5. What school districts in Mercer and Middlesex County, NJ have a Bookshare membership?
Unfortunately, we can’t share specific school district data as it is confidential. We can share that we have multiple K-12 organizations using Bookshare in those counties, as far as we understand the results of a search for those areas in our organization database. In New Jersey alone:
• 5400 K-12 students are signed up for Bookshare services
• We’re serving roughly 500 K-12 school organizations, which includes both school districts and schools
• The majority of K-12 students that we serve are students with learning disabilities, severe enough to meet the qualifications of Section 121
• All students with (such a) LD classification and an IEP are eligible to have NIMAC-sourced textbooks downloaded for them by their school or LEA

6. What is your typical response time to a school contact?
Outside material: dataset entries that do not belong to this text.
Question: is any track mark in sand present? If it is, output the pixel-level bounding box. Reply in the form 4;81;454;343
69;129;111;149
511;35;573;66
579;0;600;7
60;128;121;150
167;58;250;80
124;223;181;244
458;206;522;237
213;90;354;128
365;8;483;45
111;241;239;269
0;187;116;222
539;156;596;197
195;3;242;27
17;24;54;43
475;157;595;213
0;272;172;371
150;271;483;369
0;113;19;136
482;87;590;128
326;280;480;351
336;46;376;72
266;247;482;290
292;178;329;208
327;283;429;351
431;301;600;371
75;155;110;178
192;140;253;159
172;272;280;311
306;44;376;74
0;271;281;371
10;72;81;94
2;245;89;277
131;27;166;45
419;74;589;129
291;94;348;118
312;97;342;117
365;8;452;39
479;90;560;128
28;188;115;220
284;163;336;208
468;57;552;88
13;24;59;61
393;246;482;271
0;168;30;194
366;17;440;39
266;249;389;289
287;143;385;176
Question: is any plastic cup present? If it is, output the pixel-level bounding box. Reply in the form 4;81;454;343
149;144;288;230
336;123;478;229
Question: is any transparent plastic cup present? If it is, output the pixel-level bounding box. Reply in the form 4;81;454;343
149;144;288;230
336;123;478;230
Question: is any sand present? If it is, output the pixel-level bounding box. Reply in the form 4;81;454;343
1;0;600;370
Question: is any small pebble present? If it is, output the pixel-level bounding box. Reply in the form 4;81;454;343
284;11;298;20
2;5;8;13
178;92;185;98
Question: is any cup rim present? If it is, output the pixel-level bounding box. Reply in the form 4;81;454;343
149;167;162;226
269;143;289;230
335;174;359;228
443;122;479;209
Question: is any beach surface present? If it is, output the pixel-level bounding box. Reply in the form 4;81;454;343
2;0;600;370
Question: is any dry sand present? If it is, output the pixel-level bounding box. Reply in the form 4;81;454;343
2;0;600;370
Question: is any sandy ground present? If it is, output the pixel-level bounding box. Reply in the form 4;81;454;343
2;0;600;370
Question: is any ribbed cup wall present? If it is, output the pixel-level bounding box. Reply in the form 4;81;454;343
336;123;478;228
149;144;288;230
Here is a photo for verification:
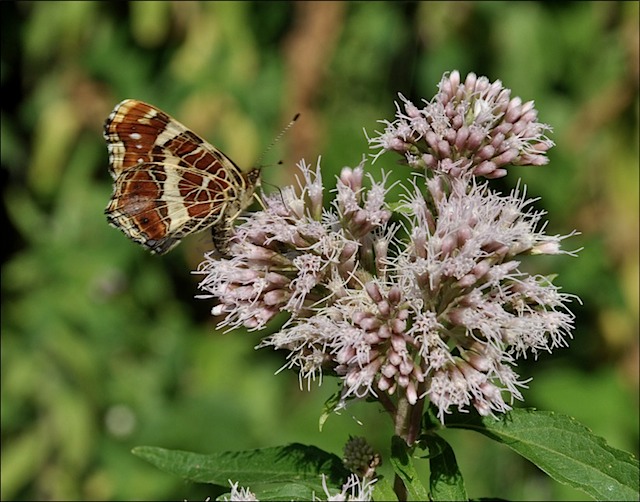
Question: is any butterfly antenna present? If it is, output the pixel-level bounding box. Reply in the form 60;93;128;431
255;113;300;168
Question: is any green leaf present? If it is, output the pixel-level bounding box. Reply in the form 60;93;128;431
217;482;318;501
372;476;398;501
447;408;640;501
426;434;468;501
132;443;350;501
388;201;410;214
389;436;430;501
319;389;342;432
How often, or what percent of the time would you estimate that it takes two weeks to respond to a school contact?

It is Bookshare’s goal to respond to support inquiries within two business days, and we meet or exceed this goal in most cases. In rare cases, some responses may be delayed due to the need for additional information and other factors that change with each situation, but we strive to keep these delays minimal.
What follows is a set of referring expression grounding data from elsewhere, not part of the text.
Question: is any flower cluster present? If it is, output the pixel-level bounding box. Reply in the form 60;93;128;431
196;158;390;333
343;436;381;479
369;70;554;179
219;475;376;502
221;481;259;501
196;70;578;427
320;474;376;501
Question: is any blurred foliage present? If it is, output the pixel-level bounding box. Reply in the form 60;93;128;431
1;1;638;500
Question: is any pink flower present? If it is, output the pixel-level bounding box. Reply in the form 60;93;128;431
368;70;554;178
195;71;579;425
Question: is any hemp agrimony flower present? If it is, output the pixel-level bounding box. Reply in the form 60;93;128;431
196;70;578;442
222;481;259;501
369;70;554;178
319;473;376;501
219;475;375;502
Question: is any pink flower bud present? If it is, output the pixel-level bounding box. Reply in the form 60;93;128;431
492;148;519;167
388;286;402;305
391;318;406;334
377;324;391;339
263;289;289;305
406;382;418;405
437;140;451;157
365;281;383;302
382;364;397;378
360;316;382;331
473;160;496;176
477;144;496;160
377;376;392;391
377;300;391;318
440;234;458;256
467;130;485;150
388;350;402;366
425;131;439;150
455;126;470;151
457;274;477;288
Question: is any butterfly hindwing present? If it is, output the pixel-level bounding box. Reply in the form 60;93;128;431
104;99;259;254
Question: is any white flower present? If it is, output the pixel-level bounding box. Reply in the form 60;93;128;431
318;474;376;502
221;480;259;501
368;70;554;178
7. Are NIMAC-sourced textbooks only for the blind?

The majority of students served by Bookshare, the largest user of the NIMAC, are not blind. Under IDEA 2004, the students that are eligible to receive textbooks obtained through the NIMAC must be doubly qualified: they must have an IEP and a disability that qualifies under the Section 121 copyright exception. Students do not have to be blind to have an IEP: it’s simple to demonstrate that from statistics widely published by the Department of Education (the blind and visually impaired are a very small fraction of students with IEPs). Students do not have to be blind to qualify under the copyright exception. Bookshare and RFB&D, the two largest agencies the serve students exclusively who qualify under Section 121, both have more than 70% of their members as those with learning disabilities. Of course, since the Department of Education is the largest single funder of Bookshare and RFB&D, our policies for how to serve students (and which students qualify under IDEA for NIMAC-sourced content) have received extensive legal review by the Department’s attorneys.

8. Does Bookshare work with the Kurzweil products for students with learning disabilities?

Bookshare works with all developers of access products that support our users with qualifying disabilities. The Kurzweil 3000 product is one of the leading commercial products used by our users with learning disabilities. As a point of fact, the Kurzweil 3000 allows Bookshare users to search for Bookshare books, download them, and read them without ever leaving the Kurzweil 3000 software program.